Only by imagining beyond the physical do humans have a shot at a spiritual awakening – only by asking ourselves if we are creatures of spirit can we truly progress. And when we do, then we understand that within lies everything else; that we are an expression of the totality of everything. Earthly life is a deliberate testing ground designed so that we can overcome it and move ever closer towards the Divine – that is its purpose.
Proof of the deity’s existence can only be found in union/communion with it. Only those who can truly open their minds will find the Truth. Those people understand the difference between staying and leaving, bondage and freedom, silence and speech.

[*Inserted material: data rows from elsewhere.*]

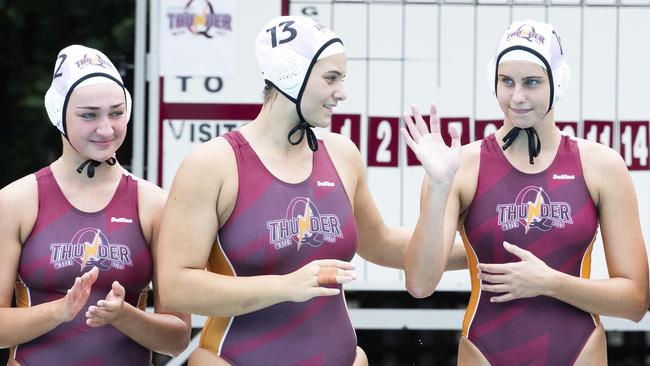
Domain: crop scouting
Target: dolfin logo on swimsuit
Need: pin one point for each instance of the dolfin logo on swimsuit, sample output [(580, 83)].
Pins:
[(304, 224), (533, 209), (90, 247)]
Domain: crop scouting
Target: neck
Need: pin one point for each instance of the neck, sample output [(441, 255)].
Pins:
[(271, 127), (65, 167), (549, 135)]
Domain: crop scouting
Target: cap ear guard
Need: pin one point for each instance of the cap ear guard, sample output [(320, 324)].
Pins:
[(76, 64), (286, 48), (550, 53)]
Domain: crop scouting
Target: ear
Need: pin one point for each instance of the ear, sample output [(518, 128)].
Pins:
[(561, 81), (129, 105)]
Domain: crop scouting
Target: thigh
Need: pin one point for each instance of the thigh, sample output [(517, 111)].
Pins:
[(203, 357), (594, 353), (361, 359), (469, 354)]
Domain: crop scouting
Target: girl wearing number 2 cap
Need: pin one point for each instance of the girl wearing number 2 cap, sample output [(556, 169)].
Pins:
[(275, 212), (78, 236), (528, 202)]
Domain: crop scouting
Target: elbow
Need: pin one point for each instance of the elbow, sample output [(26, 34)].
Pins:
[(179, 346), (418, 290), (639, 311), (169, 298)]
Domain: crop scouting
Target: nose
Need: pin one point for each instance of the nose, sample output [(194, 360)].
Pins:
[(340, 94), (518, 94), (104, 127)]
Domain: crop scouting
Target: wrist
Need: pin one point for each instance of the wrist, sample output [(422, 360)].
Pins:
[(122, 315), (57, 309), (554, 283)]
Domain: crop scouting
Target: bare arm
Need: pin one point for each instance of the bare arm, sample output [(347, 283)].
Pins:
[(163, 331), (625, 293), (188, 232), (18, 210), (432, 240)]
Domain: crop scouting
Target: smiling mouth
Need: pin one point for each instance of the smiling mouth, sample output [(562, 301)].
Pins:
[(520, 110)]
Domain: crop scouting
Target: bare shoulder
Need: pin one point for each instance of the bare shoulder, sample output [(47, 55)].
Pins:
[(347, 160), (600, 159), (19, 205), (604, 171), (150, 195), (470, 155), (339, 145), (210, 161), (466, 178)]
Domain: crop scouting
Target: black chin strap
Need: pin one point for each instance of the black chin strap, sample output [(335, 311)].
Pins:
[(92, 164), (303, 128), (534, 145)]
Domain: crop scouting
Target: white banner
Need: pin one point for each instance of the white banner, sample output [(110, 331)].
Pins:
[(197, 37)]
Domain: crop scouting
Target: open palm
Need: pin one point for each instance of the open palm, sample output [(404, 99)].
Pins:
[(439, 160)]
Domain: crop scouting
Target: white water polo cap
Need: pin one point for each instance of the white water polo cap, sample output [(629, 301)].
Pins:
[(77, 66), (288, 47), (537, 42)]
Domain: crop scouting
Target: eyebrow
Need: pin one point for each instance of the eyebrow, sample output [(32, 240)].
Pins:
[(335, 72), (97, 108)]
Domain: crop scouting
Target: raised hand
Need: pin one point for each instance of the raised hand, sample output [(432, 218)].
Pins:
[(108, 310), (312, 279), (439, 160), (527, 278), (77, 295)]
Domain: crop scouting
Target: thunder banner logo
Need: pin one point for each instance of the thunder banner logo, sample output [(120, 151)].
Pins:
[(90, 247), (303, 224), (533, 209)]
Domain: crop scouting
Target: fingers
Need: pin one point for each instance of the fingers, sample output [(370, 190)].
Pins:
[(521, 253), (496, 268), (118, 290), (434, 121), (334, 276), (327, 276), (408, 121), (93, 274), (409, 141), (455, 137), (419, 121)]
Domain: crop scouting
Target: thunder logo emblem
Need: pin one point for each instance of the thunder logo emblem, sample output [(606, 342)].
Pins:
[(533, 209), (90, 247), (304, 224)]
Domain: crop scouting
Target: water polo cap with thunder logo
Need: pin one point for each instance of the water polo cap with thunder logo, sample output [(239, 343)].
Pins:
[(537, 42), (287, 49), (78, 66)]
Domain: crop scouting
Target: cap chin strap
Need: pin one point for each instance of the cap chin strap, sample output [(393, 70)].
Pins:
[(534, 145), (303, 128), (92, 164)]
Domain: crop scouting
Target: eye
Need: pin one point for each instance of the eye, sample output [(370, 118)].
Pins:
[(532, 82), (506, 81), (87, 116), (117, 114)]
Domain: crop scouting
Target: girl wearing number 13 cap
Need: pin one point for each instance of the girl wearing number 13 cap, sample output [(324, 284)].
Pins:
[(528, 207), (275, 213)]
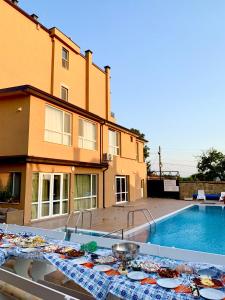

The spirit of an enlightened human can transcend the Earth. But a balance must be maintained between body and spirit for a complete life while on Earth. Humans need to develop an extra sense, an inner one, which, upon discovery, is a beautiful and mystical revelation. It sounds like an all-consuming umbrella love for the entirety of creation.
The end goal for the truly enlightened human is the inheritance of Divinity. Consciousness expands to embrace everything that was, is, and shall be. Very William Blake-like sense of both ‘seeing’ and yet ‘being’ everything, beyond matter, freed from all Earthly bonds, yet allowed to be reborn if desired – a true child of god.
Well, that was a bit of a long one, wasn’t it, but I thought I’d get it all out of the way in one go as it does give us some basic insights into what this ‘Good Religion’ that The Kolbrin promotes is all about.
As far as self-help aspects of this chapter are concerned, probably the main one is the concept of doing something because it means something. Don’t do something just for appearance sake, just to make yourself look good, because, like the deity in this chapter, your fellow humans are not stupid and can see through hypocrisy and empty words and promises. Make sure that everything you do is for the right purpose because people will acknowledge that on some level, even if it is not immediately apparent.
Right, there are only two more, very short chapters of The Book of Gleanings to go and I’ll probably knock them out together. The first is called The Spirit of God and the second The Song of the Soul. I hope to see you there.